映画「男はつらいよ」シリーズで寅さんの「おばちゃん」役で親しまれた女優三崎千恵子(みさき・ちえこ)さん(本名・宮阪トシ=みやさか・とし)が13日午後7時15分、老衰のため、神奈川県鎌倉市の病院で亡くなった。90歳だった。69年の第1作から最終48作まで渥美清さんふんする寅次郎のおばちゃんを演じた。通夜は18日午後6時から、葬儀・告別式は19日午後1時半から神奈川県藤沢市藤沢493のカルチャーBONDS藤沢で営まれる。喪主は長女柴順子(しば・じゅんこ)さん。

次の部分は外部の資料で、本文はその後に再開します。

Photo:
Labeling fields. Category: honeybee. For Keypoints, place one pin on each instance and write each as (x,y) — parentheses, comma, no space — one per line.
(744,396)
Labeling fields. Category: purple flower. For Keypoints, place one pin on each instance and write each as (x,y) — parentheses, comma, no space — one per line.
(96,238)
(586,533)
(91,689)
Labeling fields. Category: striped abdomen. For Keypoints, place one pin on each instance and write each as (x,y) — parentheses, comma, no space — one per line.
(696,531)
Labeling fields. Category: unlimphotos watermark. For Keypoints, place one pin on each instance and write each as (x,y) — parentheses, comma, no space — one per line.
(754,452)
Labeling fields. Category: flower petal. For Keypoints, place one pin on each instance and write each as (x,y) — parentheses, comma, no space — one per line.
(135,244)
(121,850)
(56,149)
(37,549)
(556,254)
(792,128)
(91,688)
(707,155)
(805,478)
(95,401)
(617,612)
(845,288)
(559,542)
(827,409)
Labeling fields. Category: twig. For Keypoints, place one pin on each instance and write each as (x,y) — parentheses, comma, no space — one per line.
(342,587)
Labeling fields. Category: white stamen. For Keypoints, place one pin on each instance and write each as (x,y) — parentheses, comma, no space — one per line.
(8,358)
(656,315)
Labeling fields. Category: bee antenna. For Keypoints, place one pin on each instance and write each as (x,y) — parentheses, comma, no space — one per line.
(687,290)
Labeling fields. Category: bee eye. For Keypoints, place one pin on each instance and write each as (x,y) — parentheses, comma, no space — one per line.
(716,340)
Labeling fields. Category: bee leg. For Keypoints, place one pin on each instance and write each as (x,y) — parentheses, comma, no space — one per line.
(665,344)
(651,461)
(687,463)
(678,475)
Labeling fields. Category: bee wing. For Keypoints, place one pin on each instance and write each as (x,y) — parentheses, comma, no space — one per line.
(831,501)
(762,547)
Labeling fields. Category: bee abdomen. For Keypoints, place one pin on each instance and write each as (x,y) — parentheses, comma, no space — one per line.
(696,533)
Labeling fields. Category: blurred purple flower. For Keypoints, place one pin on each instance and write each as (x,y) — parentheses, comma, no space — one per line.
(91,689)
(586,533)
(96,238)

 だんご屋「とらや」のおばちゃんが亡くなった。三崎さんは昨年公開のドキュメンタリー映画「ムーランルージュの青春」に車いす姿で出演しており、最後まで女優だった。昨年5月ごろに体調を崩し、鎌倉の老人ホームも併設された病院に入院。今月初めには「男はつらいよ」の山田洋次監督、さくら役の倍賞千恵子らが見舞いに訪れたが、13日夜、家族にみとられて息を引き取った。1人娘の順子さんは「苦しまず大往生でした。前日まで元気で、声をかけると分かってくれました」と話した。

 寅次郎の渥美清さん、夫のオイちゃんを演じた初代森川信さん、2代目松村達雄さん、3代目下條正巳さん、御前様の笠智衆さん、印刷工場のタコ社長太宰久雄さんに続き、寅さんファミリーの1人がまた天国へ旅立った。

 69年に「男はつらいよ」の寅次郎のおばちゃん、車つね役に起用された。当時、夫の両親の世話をするため女優をやめようと思っていた。山田監督の説得に最後の記念にと出演したが、以来、渥美さんが亡くなって最終作となった95年の48作まで全作に出演。陽気で人情家の下町のおかみさんを演じ続け、庶民的な芸風で人気を集めた。着物が大好きで、三越などで「三崎着付け教室」を開くほど。「男はつらいよ」でも着物姿が多く、下町のおばちゃんらしい着物の着方にこだわった。

 女学校を卒業し、百貨店の白木屋に入社。コーラス部活動でスカウトされ、松竹演芸部の歌手としてデビュー。新宿ムーランルージュで女優として活躍し、42年、劇団仲間の俳優宮阪将嘉さんと結婚。54年に劇団民芸に入団し、舞台「アンネの日記」などに出演し、日活のアクション映画に多数出演した。おばちゃん役のイメージが強く、役が来ない時期もあったが、「男はつらいよ」後は「やりたいことがたくさんある」と、ドラマ、映画、舞台にも積極的に出演し、ボランティア活動にも参加。小唄や荻江節の名取になるほどの粋人だった。

 ◆三崎千恵子(みさき・ちえこ)1921年(大10)2月20日、東京生まれ。松竹新興演芸部を経て、新宿ムーランルージュに入団。戦後は54年に劇団民芸に入り、新藤兼人監督「どぶ」で映画デビュー。67年に退団後は映画「男はつらいよ」で全48作に出演。ドラマ「青春とはなんだ」「時間ですよ」、映画「家族」「川の流れのように」、舞台「結婚する手続き」などに出演した。